# is 256kbps suppost to be fast? 1 min to d/l 1 mb!



## hayden123

I just logged on to my Australian internet providers website (provider is Bigpond and my internet is Broadband 256kbps) so it said 12gb limit with 256kbps, it takes atleast 60 seconds to download 1 megabyte 4-5 mins to download one song. Is this how it is suppost to be?

Cheers, Hayden


----------



## tremmor

should be 3 or4 seconds a meg. then again it may be a bottleneck at the source.


----------



## TrainTrackHack

> should be 3 or4 seconds a meg.


No - internet speeds are measured in Kb(kilobits)/s, not KB(kilobytes)/s - 256kbps is 32KB/s. That would mean exactly 32 seconds if the downloads are running at theoretical maximum, which in practice will ALWAYS be (sometimes significantly) slower - a minute for 1MB sounds quite normal - depends on where you're downloading from, and the time of the day. If there's heaps of traffic on the site you're d'loading from, and it's the time of the day everyone's on the net, it's naturally going to take longer.


----------



## Kesava

I also have 256kbps and yes that speed is totally normal. It really does suck.
I do have unlimited downloads which is nice... but I'd rather have faster speed and less downloads.

Also, +1 to what hackapelite said. Totally correct.


----------



## ScOuT

Just be aware that somebody is paying for bandwidth somewhere.  Companies will put limits on the bandwidth that can be transmitted per IP address. That means for you...they might have a limit on the "rate of transfer" of the data. It is not the speed of the internet you bought.....it's the limit that is set at the source. 

At least that is they way the DSL is here in Germany. I made a few complaints to my internet company and they came and did a speed test. I was getting the full package what I paid for but the guy showed me on a test website what I just explained to you.


----------



## tremmor

*hayden123*

Im sure your right in how its figured from a tech standpoint. Myself i figure it like hayden123. (1meg / 1min) naaaa. mine is depending where i go will be something like 1 meg / 3sec. (newsgroups for example/binaries). downloads pronto and right now.


----------



## Encryptor

Wow, I remember the 256kbps days (years ago on my old dual II ADSL line), I'm on 20mb download here and it's nice and fast, but like most ISP's these days, it's limited on peak times  

Encryptor
Linux rocks the planet...


----------



## cohen

That is normal, my ISP (aanet) are very good, 1.5mbps down, 512kbps up.

I love it, i can download a 1.5MB exe file in 30seconds or so.

I recommend aanet, they have good plans - my speed is up ^^^ above and it cost $60 and ou get 20GBs of downloads.


----------



## bomberboysk

Wow, internet prices are high there.
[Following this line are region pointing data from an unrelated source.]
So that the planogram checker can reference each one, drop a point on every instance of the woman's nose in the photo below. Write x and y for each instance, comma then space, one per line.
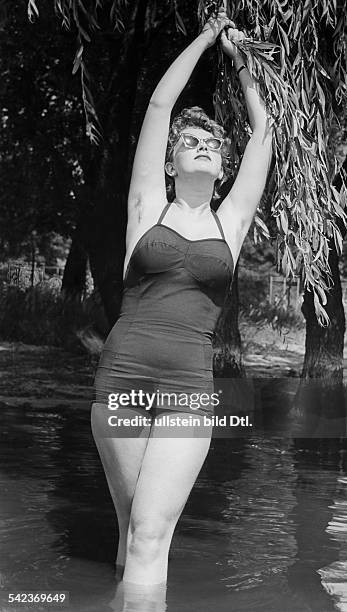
202, 145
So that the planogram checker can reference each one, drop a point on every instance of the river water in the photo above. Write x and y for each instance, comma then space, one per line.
265, 527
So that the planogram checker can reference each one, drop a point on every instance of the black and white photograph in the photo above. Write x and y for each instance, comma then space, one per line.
173, 289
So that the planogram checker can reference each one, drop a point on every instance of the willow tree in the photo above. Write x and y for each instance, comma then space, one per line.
295, 50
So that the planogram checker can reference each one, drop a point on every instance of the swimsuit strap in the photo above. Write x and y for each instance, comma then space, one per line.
218, 223
163, 213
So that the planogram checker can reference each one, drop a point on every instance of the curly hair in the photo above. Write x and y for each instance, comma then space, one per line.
195, 116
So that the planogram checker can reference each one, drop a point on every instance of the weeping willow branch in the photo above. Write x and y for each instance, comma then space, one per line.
299, 93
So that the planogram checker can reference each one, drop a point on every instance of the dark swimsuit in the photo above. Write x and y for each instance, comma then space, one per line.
174, 290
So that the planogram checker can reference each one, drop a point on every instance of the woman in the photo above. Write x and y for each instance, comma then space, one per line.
178, 268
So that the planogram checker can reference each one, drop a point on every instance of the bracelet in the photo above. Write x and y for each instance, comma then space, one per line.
241, 68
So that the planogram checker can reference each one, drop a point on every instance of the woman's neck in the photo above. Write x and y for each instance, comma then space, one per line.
194, 196
201, 208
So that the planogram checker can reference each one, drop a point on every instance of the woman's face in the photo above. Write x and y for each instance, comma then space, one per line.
200, 159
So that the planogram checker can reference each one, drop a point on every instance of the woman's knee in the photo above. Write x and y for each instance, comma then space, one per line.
147, 539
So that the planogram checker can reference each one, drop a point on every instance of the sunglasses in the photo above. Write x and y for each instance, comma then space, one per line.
212, 142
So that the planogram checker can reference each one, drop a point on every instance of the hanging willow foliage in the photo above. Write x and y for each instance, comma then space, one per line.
288, 58
296, 51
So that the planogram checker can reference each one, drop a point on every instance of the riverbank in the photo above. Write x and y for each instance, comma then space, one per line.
47, 375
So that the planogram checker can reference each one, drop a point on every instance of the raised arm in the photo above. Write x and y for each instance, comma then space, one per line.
238, 208
147, 193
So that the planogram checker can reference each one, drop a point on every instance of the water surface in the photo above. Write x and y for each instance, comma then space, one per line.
265, 528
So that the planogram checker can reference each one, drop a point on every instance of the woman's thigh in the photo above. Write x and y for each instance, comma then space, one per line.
169, 469
121, 457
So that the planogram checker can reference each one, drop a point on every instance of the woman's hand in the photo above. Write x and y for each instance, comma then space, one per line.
214, 26
229, 40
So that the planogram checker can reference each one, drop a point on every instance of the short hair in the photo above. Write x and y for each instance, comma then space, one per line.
195, 116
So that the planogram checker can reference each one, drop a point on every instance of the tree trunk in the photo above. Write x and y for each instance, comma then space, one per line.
74, 278
228, 357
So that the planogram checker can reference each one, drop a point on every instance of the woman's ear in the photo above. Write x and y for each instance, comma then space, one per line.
221, 174
170, 169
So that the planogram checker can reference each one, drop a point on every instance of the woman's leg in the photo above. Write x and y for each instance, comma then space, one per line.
168, 472
121, 458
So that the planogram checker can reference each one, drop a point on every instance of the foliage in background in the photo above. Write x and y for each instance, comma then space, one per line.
299, 61
39, 315
298, 57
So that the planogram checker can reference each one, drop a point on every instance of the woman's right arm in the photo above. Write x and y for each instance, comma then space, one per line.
147, 193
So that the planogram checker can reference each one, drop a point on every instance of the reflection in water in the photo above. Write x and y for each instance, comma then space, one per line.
265, 528
334, 576
131, 597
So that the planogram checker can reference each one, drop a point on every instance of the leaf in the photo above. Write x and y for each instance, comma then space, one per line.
33, 11
180, 23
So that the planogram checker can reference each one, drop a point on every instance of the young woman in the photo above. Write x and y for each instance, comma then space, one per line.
178, 268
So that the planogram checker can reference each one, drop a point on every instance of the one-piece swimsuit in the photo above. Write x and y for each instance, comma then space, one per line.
174, 290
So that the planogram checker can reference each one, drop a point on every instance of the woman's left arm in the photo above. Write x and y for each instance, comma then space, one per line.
238, 208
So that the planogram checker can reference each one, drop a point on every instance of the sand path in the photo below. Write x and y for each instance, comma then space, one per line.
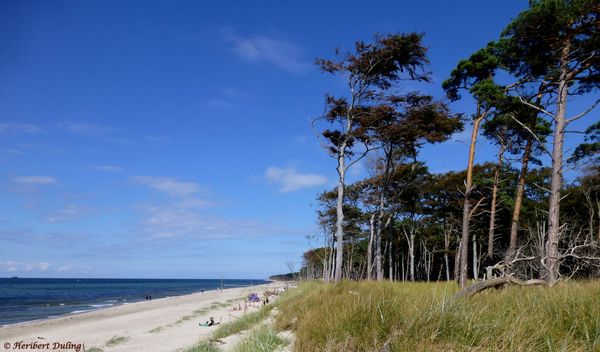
168, 324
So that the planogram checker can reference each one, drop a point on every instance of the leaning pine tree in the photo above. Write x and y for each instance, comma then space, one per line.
553, 48
370, 72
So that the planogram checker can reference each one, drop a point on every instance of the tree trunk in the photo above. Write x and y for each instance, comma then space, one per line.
380, 226
464, 240
370, 248
494, 197
514, 227
560, 123
446, 249
410, 238
378, 266
390, 264
339, 225
475, 259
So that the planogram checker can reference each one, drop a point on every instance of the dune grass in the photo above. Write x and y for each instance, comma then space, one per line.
362, 316
203, 346
245, 322
262, 339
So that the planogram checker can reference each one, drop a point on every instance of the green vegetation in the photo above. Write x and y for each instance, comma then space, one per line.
363, 316
245, 322
262, 339
115, 340
203, 346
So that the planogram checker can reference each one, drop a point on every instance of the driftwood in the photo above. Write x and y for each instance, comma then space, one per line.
496, 283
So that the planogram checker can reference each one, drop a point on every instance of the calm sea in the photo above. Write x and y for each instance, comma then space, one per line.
30, 299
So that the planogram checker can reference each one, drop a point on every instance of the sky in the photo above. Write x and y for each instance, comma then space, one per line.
172, 139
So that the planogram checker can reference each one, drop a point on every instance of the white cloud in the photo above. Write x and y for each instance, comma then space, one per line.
290, 180
186, 220
169, 186
65, 268
105, 133
11, 266
18, 128
229, 98
108, 168
68, 213
264, 49
35, 180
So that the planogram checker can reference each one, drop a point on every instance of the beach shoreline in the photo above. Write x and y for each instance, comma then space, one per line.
164, 324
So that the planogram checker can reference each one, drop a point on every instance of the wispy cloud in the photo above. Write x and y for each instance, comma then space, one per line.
291, 180
92, 130
178, 221
168, 186
11, 266
18, 128
108, 168
229, 98
35, 180
68, 213
265, 49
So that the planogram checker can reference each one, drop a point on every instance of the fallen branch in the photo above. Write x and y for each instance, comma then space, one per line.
496, 283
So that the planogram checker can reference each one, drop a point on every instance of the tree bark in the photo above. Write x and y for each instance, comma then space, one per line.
370, 248
560, 122
475, 259
514, 227
464, 240
390, 264
339, 225
410, 238
495, 283
494, 197
446, 249
378, 266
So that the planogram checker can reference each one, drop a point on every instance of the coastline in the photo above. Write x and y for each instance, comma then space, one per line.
164, 324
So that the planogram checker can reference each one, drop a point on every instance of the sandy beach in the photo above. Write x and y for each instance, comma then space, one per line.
169, 324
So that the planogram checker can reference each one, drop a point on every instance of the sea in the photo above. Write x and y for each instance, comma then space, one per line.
25, 299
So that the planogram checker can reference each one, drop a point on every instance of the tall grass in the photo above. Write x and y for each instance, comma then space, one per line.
262, 339
245, 322
363, 316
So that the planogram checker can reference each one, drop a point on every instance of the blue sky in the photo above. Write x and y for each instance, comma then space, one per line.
172, 138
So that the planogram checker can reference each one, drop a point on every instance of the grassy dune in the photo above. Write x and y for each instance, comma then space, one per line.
363, 316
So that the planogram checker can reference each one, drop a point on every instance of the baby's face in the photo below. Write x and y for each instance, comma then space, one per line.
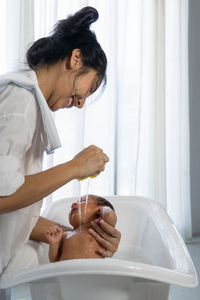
83, 212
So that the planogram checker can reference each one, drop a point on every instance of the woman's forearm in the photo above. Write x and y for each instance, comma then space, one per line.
38, 186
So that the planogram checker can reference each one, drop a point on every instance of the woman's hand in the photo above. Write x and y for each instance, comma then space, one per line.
107, 236
54, 235
90, 161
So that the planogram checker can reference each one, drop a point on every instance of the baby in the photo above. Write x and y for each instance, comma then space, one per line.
77, 242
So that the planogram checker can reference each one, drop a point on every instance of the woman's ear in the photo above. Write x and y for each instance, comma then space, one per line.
75, 60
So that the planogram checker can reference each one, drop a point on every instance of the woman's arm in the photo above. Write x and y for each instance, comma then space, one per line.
54, 236
39, 231
37, 186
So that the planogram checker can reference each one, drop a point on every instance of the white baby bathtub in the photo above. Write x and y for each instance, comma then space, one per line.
151, 256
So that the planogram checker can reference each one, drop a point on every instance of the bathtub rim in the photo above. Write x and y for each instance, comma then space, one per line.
108, 266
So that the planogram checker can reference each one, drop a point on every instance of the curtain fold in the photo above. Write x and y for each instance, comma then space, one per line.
142, 118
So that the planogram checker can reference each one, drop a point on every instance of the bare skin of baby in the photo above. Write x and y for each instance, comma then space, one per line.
77, 242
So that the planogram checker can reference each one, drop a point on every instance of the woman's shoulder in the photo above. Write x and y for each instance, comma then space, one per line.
15, 98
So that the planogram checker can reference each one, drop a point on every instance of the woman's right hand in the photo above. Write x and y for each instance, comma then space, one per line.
90, 161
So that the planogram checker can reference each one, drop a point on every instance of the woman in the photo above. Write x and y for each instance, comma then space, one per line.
65, 68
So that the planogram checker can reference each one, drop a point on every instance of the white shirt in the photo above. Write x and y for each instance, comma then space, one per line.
26, 129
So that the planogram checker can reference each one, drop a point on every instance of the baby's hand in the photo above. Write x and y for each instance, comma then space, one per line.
54, 235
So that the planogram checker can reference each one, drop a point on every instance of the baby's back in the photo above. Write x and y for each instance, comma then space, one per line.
79, 245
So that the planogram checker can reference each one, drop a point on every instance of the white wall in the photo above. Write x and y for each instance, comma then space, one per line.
194, 93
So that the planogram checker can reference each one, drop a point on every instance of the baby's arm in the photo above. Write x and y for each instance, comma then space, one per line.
54, 237
108, 215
Here in the states we pay $55USD/month for 15mbps up/768k down. Then again, id love to have 100mbps connections like japan does...


----------



## hayden123

Just upgraded my internet, now it's 1.5mbps with 12Gb of downloads, it's much faster now. This monthly is $69.99AUD

Also THANKS everyone for all your help with my question.


----------



## cohen

hayden123 said:


> Just upgraded my internet, now it's 1.5mbps with 12Gb of downloads, it's much faster now. This monthly is $69.99AUD
> 
> Also THANKS everyone for all your help with my question.



what company is that with??? Still telstra???


----------



## diduknowthat

Wow I'm paying $35 for 5mbps down an 2mbps up unlimited download . Verizon Fios is awesome .


----------



## ScOuT

I pay 35 Euros (about $45) a month for DSL 16,000....it is the fastest you can buy in Germany right now. It is the fastest internet I've ever had.

Download - 15,220 kBit/s
Upload - 1-183 kBit/s

DSL 24,000 should be here by Christmas!


----------